Arte y cultura en el west coast: Oakland Edition

Noches de museo, arte urbano, artistas independientes y más…

Foto: Esteban del Arco

Fotos: Esteban del Arco

Texto: Fernanda Castro

Hace unos días tuvimos la oportunidad de visitar Oakland, California como parte de nuestro viaje para cubrir Treasure Island Music Festival 2018 y pudimos descubrir uno de los secretos mejor guardados de la costa oeste.

Una pequeña ciudad que en el 2012 fue nombrada por el New York Times como el quinto destino a visitar en el mundo, trasmite una vibra relaja y cool en cada esquina. Murales callejeros, artistas multidisciplinarios, teatros históricos y espectáculos de primera, son algunas de las atracciones que año con año atraen a cada vez más turistas a la región.

Sin embargo, nosotros decidimos explorar la ciudad por nuestra cuenta, sólo con un mapa y sin ningún rumbo específico, porque nos gusta hacer las cosas como las hacen los locales. Claro que también visitamos los sitios más importantes de la zona, así que si quieres conocer un poco más sobre el auténtico estilo de vida californiano sigue leyendo.

Uno de los aspectos más favorables de Oakland es que la puedes recorrer casi toda a pie, pues es relativamente pequeña y súper amigable con los peatones.
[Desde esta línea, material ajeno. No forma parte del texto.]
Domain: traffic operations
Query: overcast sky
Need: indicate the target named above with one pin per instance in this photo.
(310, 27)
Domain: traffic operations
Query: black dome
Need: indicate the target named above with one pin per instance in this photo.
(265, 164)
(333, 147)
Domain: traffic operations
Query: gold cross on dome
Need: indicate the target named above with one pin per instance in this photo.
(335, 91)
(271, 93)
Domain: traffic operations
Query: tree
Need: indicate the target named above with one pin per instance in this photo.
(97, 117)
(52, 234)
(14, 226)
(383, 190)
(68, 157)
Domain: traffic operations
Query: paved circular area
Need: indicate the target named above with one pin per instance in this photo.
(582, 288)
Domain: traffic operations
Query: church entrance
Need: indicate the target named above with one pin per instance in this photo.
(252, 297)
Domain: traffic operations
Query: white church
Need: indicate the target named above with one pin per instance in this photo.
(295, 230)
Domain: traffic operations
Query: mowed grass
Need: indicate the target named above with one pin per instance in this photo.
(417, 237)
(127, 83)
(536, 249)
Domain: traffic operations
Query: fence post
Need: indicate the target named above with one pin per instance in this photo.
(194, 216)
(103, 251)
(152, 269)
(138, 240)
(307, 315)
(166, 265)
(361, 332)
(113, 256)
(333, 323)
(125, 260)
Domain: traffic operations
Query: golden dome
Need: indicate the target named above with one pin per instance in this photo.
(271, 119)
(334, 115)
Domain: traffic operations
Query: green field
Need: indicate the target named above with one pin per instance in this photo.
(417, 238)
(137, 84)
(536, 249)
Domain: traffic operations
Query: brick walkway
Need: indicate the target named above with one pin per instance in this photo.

Aunque si esta opción no te favorece, hay shuttles gratuitos que recorren la avenida principal de principio a fin, y si eres de los más aventureros, recuerda que en esta zona es en donde iniciaron los scooters eléctricos que ahora inundan las metrópolis del mundo. Así que opciones de transporte, sobran.

El Jack London Square fue uno de nuestros spots favoritos. Una plaza/puerto marítimo que lleva el nombre del famoso escritor estadounidense -autor de "Colmillo Blanco"- gracias a que fue ahí donde pasó su niñez y de donde tomó inspiración para varias de sus novelas. Antiguamente fungía meramente como puerto comercial, sirviendo como puente para la agricultura local, ahora tiene una función mucho más amplia conservando el estilo industrial antiguo, pues ofrece gastronomía local de primer nivel, tiendas de diseño, oficinas, mercados sobre ruedas, viajes en bote, renta de kayaks y hasta catas de café gratuitas en Blue Bottle Coffee.


Con una vista impresionante y decoración naval vintage nos encontramos con Waterfront Hotel. El lugar perfecto para quedarse durante una visita de trabajo, familiar o de entretenimiento, pues en los alrededores puedes encontrar prácticamente de todo. Cuentan con una hora diaria de "Vinos & Quesos" completamente gratuita para los huéspedes, así como shuttles diarios hace el dowtown. Y a unos cuantos metros -literal- puedes encontrar el Wine Trail, una experiencia sensorial para conocer lo mejor de la producción local de vino.

Por si fuera poco la alberca da hacia el puerto, y para los días de frío hay chimeneas en las áreas de esparcimiento, tanto dentro como fuera del hotel. Tienen sauna 24 horas y en la parte de abajo cuentan con un restaurante y barra de café que satisface a la perfección hasta los paladares más exigentes. Además la atmósfera petit comité que trasmite la zona es 100% relajante. Comprobado.

Si decides caminar en la dirección del downtown, te encontrarás con Old Oakland, que como su nombre lo indica cuenta con las construcciones más antiguas de la ciudad. En edificios de estilo victoriano, ahora conviven diferentes negocios como comercios, oficinas y residencias. El viernes por la mañana mientras caminábamos por la zona nos encontramos con un farmer's market en donde los agricultores locales llevaron a comercializar sus productos, en su mayoría frutas, verduras, semillas y bebidas de origen orgánico a precios bastante accesibles. Pero si vas cualquier otro día de la semana, puedes visitar tanto Swan's Market como Umami Mart. El primero es una bodega llena de stands en donde encuentras comida y tragos modernos, y la segunda es una tienda con productos asiáticos tanto de diseño como de alimentación. Compramos algunas cervezas edición limitada de Oktoberfest provenientes de Japón y estuvieron deliciosas.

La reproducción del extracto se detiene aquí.